Four of the candidates are on the San Jose City Council, with the fifth a member of the Santa Clara County Board of Supervisors.

KCBS Campaign 2014 Special Report: San Jose Mayor’s Race

KCBS Radio

Two of the big issues in the race are crime and the impact of pension reform. They are linked in the fact that hundreds of officers have left since voters passed a pension reform ballot measure in 2012. All of the council members, including Sam Liccardo, said they feel rolling back some of the reforms would be a mistake.

“Anyone who talks about rolling back Measure B better find a way to pay for services and to put police officers out there,” Liccardo said. “We’re relying on $25 million in savings from Measure B in the coming year to restore police staffing.”

That view is shared by Councilwoman Rose Herrera. “Measure B and pension reform and fiscal responsibility is the foundation upon which I want to grow the economy in San Jose,” she said. “But that said, you need to have more vision than just pension reform.”

But County Supervisor Dave Cortese said he feels Measure B went too far. “The problem is they cut the benefits so deeply, that all the cops are leaving, you can’t hire anybody here, and there’s another 400 cities and counties around us that are paying a better benefits package, and a little more money to cops,” Cortese said. “So we’re bleeding police officers very seriously right now and we’ve got to stop that.”

Vice Mayor Madison Nguyen said she is in favor of maintaining the status quo. “I want to uphold the will of the voters.

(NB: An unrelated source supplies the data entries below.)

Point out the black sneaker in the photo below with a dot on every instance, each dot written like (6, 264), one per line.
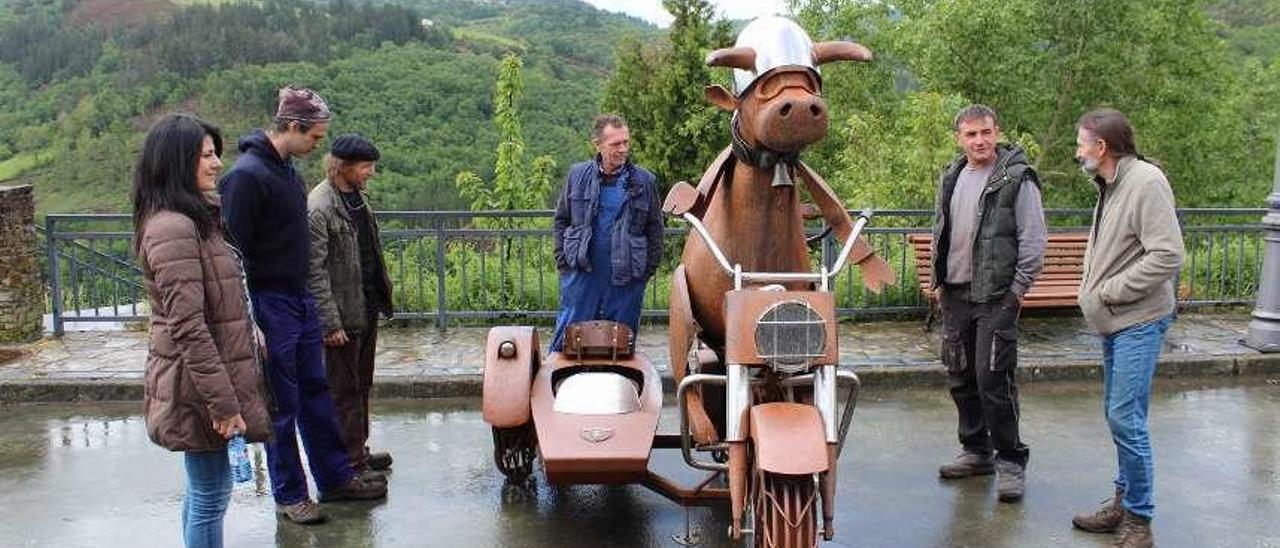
(356, 489)
(968, 464)
(1010, 480)
(304, 512)
(379, 461)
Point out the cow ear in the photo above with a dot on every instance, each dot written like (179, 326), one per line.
(740, 58)
(840, 51)
(721, 97)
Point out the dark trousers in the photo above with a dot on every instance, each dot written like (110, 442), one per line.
(979, 350)
(351, 375)
(295, 369)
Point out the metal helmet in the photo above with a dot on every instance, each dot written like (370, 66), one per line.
(777, 42)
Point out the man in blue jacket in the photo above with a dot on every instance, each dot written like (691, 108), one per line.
(265, 214)
(608, 233)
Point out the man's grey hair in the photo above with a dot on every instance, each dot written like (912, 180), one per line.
(606, 120)
(974, 112)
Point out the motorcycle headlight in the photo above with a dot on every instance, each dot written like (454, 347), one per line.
(790, 336)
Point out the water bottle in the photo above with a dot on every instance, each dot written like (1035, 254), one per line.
(238, 453)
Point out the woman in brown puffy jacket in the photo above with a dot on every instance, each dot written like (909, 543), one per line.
(202, 378)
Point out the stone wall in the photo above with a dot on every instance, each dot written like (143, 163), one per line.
(22, 291)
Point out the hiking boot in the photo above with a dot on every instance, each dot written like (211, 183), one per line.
(1105, 520)
(1134, 531)
(356, 489)
(370, 475)
(968, 464)
(1010, 480)
(379, 461)
(304, 512)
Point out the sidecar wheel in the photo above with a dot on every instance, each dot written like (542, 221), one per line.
(515, 451)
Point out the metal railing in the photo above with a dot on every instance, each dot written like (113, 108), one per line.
(451, 266)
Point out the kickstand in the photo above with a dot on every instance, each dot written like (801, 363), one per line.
(690, 537)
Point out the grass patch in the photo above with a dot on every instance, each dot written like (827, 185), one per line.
(478, 35)
(14, 167)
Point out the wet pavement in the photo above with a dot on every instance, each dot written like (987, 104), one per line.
(429, 355)
(86, 475)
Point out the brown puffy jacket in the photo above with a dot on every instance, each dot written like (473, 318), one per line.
(201, 364)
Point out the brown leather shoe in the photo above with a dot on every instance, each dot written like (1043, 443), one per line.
(968, 464)
(304, 512)
(379, 461)
(1134, 531)
(1105, 519)
(370, 475)
(356, 489)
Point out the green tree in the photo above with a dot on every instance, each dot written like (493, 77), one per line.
(515, 186)
(1041, 64)
(658, 88)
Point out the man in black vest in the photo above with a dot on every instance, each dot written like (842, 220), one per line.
(988, 246)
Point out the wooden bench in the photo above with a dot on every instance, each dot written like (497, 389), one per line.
(1057, 284)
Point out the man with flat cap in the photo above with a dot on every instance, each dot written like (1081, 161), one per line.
(350, 283)
(265, 214)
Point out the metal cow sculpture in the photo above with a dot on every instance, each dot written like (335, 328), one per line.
(748, 197)
(746, 290)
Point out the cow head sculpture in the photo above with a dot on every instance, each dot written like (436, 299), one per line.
(777, 103)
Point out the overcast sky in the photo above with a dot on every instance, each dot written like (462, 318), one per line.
(652, 10)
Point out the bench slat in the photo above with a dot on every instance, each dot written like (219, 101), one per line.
(1057, 284)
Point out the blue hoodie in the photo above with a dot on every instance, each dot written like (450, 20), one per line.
(265, 214)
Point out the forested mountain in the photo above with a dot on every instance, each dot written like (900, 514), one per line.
(81, 81)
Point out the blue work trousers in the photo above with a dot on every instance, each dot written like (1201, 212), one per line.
(304, 406)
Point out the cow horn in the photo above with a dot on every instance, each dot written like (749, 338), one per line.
(740, 58)
(840, 51)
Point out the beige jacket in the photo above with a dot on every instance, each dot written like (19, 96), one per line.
(1134, 251)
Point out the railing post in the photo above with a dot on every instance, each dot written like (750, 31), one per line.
(442, 318)
(55, 277)
(1265, 328)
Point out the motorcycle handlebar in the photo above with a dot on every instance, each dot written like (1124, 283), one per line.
(734, 270)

Nearly 70 percent of the voters voted to support pension reform,” she said. “We need pension reform intact to move this city forward.”

Councilman Pierluigi Oliverio is also not in favor of making any changes to the current city pension plan. “I would simply continue to increase the cash compensation of police officers, but not the pension benefit,” he said.

The top two finishers will square off in Novemeber.